It’s been awhile since I wrote about recovery management. This might be the most important concept to understand for someone in addiction recovery. After a few months in recovery, a person can become so routine it seems as if all this recovery stuff, such as going to a support group, meditation, talking with someone on a regular basis who understands addiction, improving relationships, exercising, eating right, etc., just isn’t all that important. The person feels like they’ve recovered, have it under control, and they usually become bored.
This is a mindset that can start the process of relapse. If a diabetic became tired of the treatment after using Insulin and maintaining a proper diabetic diet, so stopped the insulin and diet because it didn’t seem necessary anymore, that would be a mistake. If someone with heart disease quit using their heart medicine, stopped their low-fat diet and the other recommendations just because they didn’t like taking the treatment, this could be deadly. Addiction can be deadly.
Addiction recovery management is long term. This can seem overwhelming to someone new in recovery. They begin feeling restricted, plus, didn’t they get clean and sober to enjoy life and become useful to society and close to family and friends? If they’re going to AA or NA three to four times a week and talking to a sponsor every few days, and if they’re working out and worrying about what they eat, and if they’re continuously dealing with relationship problems and trying to find time to meditate, isn’t there more to life?

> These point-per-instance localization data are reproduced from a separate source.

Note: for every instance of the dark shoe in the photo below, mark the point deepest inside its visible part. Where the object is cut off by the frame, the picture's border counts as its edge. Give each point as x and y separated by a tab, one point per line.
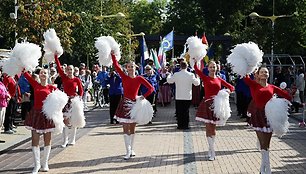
8	132
183	128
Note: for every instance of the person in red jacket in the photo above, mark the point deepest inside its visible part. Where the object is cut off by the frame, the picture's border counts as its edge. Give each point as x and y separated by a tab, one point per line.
72	87
131	84
212	85
14	91
37	122
261	93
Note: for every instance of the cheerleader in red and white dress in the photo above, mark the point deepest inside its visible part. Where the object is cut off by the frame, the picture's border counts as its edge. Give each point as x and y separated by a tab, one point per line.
131	84
72	87
37	121
261	93
212	85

It’s understandable that recovery is boring at times, especially in the beginning. Changing from one life style to another is daunting. Old friends (drinking buddies) drop off because you’re no longer any fun — you’re sitting at the house drinking Diet Coke while your favorite pub’s playing the Super-Bowl on the big screen. This is a dangerous state of mind for someone in recovery. It’s important to deal with these feelings rather than allow them to build up into resentments that turn you against recovery and toward relapse. Remember, relapse is a process, not an event (I know, it’s a cliché) — relapse starts in the mind long before the person takes the first drink or begins using their drug of choice.

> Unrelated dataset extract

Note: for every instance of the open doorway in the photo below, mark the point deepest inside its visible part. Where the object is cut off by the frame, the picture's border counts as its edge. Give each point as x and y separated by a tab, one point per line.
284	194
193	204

People who understand and accept recovery is long term and requires recovery management are prepared for this boring part of recovery that seems too restrictive. The person in recovery who’s playing with the idea of drinking or using again, however, is operating off of a fiction — that drinking or drug use was exciting and fulfilling at the end before they started recovery. It wasn’t. Addiction was painful, and, ironically, the drug use was much more restrictive than their recovery. The person was chained to a drug, unable to do the things many others were doing because of the consequences, demands and barriers of addiction. The person who’s bored in recovery thinks of a time when he or she first started drinking or using some other drug, when it felt exciting and fun, when he or she could control the use and there weren’t any serious consequences. The person falsely begins to think they can go back to that point where it was all fun and games and excitement. They’re chasing an illusion.

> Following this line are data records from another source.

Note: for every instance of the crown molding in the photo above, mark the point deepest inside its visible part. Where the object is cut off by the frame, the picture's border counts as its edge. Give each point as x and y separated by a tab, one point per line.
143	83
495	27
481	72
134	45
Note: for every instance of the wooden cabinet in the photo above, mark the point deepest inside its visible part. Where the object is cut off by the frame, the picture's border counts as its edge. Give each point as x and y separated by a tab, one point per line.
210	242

The addict can’t go back to that point. The addict picks us where they left off and it progressively gets worse. Until the person can end this fiction, that returning to drinking and using is a viable option, they likely won’t put the necessary effort into building a lifestyle that’s fulfilling and meaningful. It’s a sad reality to say you don’t naturally have what it takes to enjoy life without an artificial stimulus in your body. The recovering person does have what it takes — they just haven’t found it. Recovery management is about managing recovery and finding that part of ourselves that naturally feels good, that wants to learn and grow, to have fun, to be serious when needed, to react appropriately to reality. It could be that a person in recovery hasn’t dealt with a biological depressive disorder, or an anxiety disorder, but, again, this is what recovery management is about — managing recovery holistically. The main thing about recovery is finding meaning and purpose — then it’s not boring labor, but a labor of love, as they say, but not really labor at all, just natural awareness, self-discovery, mind-body-emotions-spirit, and a strong connection to reality. The truth is that addicts who find themselves and recover reach a state of being so much more rich and fulfilling than even the beginning use of alcohol/other drugs, there’s no comparison.